Given these scenarios, it is evident that the need for an effective memorization detection tool goes beyond these examples. There are likely other scenarios where such a tool would be crucial in managing the potential risks.

We hope our response can solve your concern regarding our paper. Please let us know if you have any more questions.

[1] Somepalli, G., Singla, V., Goldblum, M., Geiping, J., & Goldstein, T. (2022). Diffusion Art or Digital Forgery? Investigating Data Replication in Diffusion Models. 2023 IEEE/CVF Conference on Computer Vision and Pattern Recognition (CVPR), 6048-6058.

[2] Webster, R. (2023). A Reproducible Extraction of Training Images from Diffusion Models. arXiv preprint arXiv:2305.08694.

We sincerely appreciate your valuable feedback and the time you've dedicated to providing it. Below, we address specific points you raised:

This work can be written more clearly, especially the section of the introduction was not very well written. I found that section 3.2 motivation was particularly helpful in setting the pace for this work.

We appreciate your feedback on the clarity of our paper, especially the introduction. We will thoroughly revise these sections to enhance readability for the camera-ready version. Meanwhile, we are glad that you find the motivation section is helpful.

In terms of the experimental setting, I do believe that performing experiments to see how the memorization ratio changes with repetitions in the data set might be a great way to further solidify if the method works.

We are grateful for your suggestion to investigate the memorization ratio with varying data repetitions. We have conducted additional experiments with different data duplication times: 50, 100, 150, 200, 250, and 300 times. The results with the SSCD similarity scores before and after applying the inference-time mitigation are presented in the table below. The proposed method is effective in all situtations with the same target loss for mitigation. We believe this is a good add-on for the future version.

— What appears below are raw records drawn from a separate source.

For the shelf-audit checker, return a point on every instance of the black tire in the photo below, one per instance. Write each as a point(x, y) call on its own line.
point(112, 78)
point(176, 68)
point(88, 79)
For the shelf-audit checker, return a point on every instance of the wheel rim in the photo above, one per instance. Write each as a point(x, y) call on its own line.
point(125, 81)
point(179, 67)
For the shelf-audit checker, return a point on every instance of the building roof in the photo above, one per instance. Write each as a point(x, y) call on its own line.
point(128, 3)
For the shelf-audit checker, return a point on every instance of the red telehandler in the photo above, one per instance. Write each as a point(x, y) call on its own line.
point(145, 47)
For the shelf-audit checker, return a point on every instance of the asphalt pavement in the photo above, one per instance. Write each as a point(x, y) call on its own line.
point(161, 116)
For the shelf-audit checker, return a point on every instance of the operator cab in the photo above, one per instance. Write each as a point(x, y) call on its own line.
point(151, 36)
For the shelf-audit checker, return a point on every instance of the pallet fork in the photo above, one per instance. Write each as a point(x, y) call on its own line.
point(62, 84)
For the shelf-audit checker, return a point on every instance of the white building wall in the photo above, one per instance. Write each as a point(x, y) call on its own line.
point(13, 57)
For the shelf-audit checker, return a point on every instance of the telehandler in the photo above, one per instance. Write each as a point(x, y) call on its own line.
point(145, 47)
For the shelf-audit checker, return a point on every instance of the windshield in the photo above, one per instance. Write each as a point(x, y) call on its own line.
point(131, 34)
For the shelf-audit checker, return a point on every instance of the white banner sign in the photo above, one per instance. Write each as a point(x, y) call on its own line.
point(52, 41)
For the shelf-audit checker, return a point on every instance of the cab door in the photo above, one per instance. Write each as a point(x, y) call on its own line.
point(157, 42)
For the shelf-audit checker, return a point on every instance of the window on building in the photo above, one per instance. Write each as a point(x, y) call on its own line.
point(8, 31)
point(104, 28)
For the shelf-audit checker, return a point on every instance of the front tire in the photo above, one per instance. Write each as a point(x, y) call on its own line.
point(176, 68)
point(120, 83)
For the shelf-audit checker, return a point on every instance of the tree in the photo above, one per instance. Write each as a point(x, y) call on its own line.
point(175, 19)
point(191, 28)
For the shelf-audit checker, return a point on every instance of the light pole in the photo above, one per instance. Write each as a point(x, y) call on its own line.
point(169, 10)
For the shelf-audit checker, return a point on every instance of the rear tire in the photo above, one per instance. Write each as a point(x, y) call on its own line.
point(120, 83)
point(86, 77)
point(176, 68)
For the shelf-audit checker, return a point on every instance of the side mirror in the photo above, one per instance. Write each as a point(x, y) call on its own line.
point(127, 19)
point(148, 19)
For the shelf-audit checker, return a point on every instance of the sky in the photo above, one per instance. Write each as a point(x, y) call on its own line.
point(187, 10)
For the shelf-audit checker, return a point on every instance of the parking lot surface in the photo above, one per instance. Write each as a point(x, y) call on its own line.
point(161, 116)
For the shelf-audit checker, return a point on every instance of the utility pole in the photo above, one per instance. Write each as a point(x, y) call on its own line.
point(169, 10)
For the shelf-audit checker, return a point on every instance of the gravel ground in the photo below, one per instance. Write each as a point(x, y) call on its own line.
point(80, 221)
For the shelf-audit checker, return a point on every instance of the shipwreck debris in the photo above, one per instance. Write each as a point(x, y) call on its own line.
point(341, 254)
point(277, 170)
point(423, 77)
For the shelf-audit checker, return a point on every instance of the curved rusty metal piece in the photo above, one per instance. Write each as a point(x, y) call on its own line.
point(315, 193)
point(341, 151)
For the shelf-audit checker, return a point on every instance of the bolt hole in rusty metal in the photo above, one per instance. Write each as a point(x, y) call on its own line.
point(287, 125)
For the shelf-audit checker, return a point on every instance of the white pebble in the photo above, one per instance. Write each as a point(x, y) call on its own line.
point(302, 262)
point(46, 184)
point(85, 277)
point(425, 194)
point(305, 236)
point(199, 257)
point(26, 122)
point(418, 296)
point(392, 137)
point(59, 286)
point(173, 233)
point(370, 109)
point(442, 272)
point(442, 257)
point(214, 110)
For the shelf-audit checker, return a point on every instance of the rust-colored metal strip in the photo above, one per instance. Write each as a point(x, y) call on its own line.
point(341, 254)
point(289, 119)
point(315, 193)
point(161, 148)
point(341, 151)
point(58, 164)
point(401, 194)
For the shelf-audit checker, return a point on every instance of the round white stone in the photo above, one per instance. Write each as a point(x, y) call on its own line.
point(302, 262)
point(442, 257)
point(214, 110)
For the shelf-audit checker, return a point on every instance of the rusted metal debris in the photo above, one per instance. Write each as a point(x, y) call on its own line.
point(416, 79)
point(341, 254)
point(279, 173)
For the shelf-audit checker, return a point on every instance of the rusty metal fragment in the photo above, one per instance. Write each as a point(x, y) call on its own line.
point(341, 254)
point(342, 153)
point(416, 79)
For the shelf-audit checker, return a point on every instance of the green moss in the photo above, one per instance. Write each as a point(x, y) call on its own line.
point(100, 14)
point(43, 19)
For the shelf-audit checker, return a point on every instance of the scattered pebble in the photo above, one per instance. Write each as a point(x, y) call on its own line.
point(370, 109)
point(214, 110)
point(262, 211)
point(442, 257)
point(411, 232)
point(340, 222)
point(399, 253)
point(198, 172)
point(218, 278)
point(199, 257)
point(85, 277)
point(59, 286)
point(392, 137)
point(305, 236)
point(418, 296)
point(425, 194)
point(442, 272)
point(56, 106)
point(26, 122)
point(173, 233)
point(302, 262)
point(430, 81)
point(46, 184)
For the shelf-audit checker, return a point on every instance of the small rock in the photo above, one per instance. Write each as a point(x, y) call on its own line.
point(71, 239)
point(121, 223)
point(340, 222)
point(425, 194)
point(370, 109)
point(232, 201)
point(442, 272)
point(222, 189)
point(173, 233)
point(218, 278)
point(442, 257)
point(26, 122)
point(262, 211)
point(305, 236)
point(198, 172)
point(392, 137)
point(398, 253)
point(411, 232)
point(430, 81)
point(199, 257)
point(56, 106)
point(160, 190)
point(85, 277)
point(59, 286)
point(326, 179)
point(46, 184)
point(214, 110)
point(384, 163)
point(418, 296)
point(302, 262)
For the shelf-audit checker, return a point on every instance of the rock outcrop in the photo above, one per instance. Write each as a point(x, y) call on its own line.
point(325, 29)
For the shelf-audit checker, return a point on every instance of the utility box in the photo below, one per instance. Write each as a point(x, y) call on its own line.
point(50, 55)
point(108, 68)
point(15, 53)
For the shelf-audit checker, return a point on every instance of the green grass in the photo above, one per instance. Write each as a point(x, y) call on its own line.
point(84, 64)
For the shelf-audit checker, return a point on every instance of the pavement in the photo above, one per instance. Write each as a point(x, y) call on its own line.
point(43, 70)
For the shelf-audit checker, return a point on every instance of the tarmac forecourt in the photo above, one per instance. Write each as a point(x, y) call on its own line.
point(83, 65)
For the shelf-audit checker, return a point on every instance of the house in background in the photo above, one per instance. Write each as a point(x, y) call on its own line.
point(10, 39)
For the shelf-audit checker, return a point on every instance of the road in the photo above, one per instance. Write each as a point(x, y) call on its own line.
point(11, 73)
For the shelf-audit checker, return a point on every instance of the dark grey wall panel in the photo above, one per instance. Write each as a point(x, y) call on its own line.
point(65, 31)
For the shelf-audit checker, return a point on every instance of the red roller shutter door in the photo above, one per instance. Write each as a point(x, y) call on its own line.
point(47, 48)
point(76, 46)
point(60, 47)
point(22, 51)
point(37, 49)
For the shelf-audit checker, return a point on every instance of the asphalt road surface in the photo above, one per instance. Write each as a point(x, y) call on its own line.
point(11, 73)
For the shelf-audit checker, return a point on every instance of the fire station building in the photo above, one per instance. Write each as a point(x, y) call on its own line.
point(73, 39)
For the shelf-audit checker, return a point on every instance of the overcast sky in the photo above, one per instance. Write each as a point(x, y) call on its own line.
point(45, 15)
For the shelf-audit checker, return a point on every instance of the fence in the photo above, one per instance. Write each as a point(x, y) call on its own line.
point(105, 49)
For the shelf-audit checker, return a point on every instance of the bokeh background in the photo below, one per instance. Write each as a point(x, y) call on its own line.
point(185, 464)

I would love to see more images of memorized inputs and further discussion beyond the two images shown in the paper right now to get a better sense of the performance of this method.

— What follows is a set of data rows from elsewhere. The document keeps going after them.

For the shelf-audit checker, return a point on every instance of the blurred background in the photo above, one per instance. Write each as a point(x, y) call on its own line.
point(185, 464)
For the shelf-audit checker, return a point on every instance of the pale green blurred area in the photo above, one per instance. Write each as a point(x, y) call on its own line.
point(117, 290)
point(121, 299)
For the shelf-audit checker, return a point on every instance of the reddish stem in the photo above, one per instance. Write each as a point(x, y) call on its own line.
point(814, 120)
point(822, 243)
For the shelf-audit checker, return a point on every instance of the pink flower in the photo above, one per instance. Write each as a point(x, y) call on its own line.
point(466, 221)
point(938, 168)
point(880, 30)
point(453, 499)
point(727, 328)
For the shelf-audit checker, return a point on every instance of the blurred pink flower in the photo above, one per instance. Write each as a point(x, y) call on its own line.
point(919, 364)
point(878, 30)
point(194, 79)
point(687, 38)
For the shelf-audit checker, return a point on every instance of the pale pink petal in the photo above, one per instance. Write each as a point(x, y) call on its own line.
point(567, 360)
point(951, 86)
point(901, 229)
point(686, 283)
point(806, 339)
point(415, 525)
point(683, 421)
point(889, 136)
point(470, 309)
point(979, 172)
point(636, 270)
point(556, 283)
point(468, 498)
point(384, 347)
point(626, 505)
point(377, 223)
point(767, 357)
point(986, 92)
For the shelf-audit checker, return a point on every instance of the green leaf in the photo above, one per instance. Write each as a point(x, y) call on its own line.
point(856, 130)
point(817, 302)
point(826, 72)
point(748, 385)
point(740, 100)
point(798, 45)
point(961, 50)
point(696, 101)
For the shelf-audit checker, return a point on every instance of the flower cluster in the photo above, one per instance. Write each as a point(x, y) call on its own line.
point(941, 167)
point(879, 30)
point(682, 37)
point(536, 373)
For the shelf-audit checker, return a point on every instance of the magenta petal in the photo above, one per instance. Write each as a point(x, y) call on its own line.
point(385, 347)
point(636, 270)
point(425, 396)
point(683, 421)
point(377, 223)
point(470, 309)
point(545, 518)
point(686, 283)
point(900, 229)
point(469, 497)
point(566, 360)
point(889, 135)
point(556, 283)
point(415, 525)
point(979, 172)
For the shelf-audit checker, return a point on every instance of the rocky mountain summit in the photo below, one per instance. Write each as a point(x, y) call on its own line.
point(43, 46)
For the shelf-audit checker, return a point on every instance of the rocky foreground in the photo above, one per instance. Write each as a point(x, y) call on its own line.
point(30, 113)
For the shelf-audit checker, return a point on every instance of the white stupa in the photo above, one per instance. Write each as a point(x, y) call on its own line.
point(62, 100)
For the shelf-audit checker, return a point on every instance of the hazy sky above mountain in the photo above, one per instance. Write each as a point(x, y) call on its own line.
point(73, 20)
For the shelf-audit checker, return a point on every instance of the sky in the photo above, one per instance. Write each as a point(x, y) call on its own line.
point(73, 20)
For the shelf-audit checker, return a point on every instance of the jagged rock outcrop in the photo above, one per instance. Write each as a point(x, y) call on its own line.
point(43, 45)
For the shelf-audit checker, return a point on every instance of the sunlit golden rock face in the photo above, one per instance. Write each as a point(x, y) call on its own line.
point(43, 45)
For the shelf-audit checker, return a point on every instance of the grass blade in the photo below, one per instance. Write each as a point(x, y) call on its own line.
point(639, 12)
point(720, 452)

We agree that more examples of memorized inputs would be beneficial. We have included additional memorized and non-memorized images and corresponding magnitudes of text-conditional noise prediction in Figure 8 and Figure 9 respectively in the appendix of the updated draft.

Most pertinently, I see that the mitigation strategies lead to a significant drop in CLIP score. In particular, if you were to look at the region on the plot between the model initialization before fine-tuning and the final fine-tuned model, it is evident that, especially when you contrast with Figure B where all the points are between 0.29 and 0.3, the inference time mitigation leads to a significant drop in CLIP score. It is unclear if this method is actually useful in that regard. It suggests that we are unable to reach the same performance as that of a model that was never fine-tuned. I am curious what the authors feel about this particular observation. In particular, a model that was not fine-tuned had a higher CLIP score on the prompts, but the method using mitigation achieved a much lower CLIP score. I am not able to position these results with the overall setup.

We recognize your concerns regarding the observed decrease in CLIP score to the inference-time mitigation. This issue primarily arises from the model's significant overfitting to memorized data points, making it challenging to achieve high CLIP scores during inference without additional model retraining or fine-tuning. However, we want to emphasize that in practice, the model owner can deploy our proposed detection (section 3.3) and mitigation (section 4.2) strategy at the same time. Therefore, the mitigation will be only applied to memorized prompts, and, in non-memorization cases, the model performance will not be impaired.

Meanwhile, we believe that a slight drop in CLIP score is still beneficial to the company when compared to the issues of copyright infringement or privacy violations due to outputting memorized training data.

We hope our response can solve your concern regarding our paper. Please let us know if you have any more questions.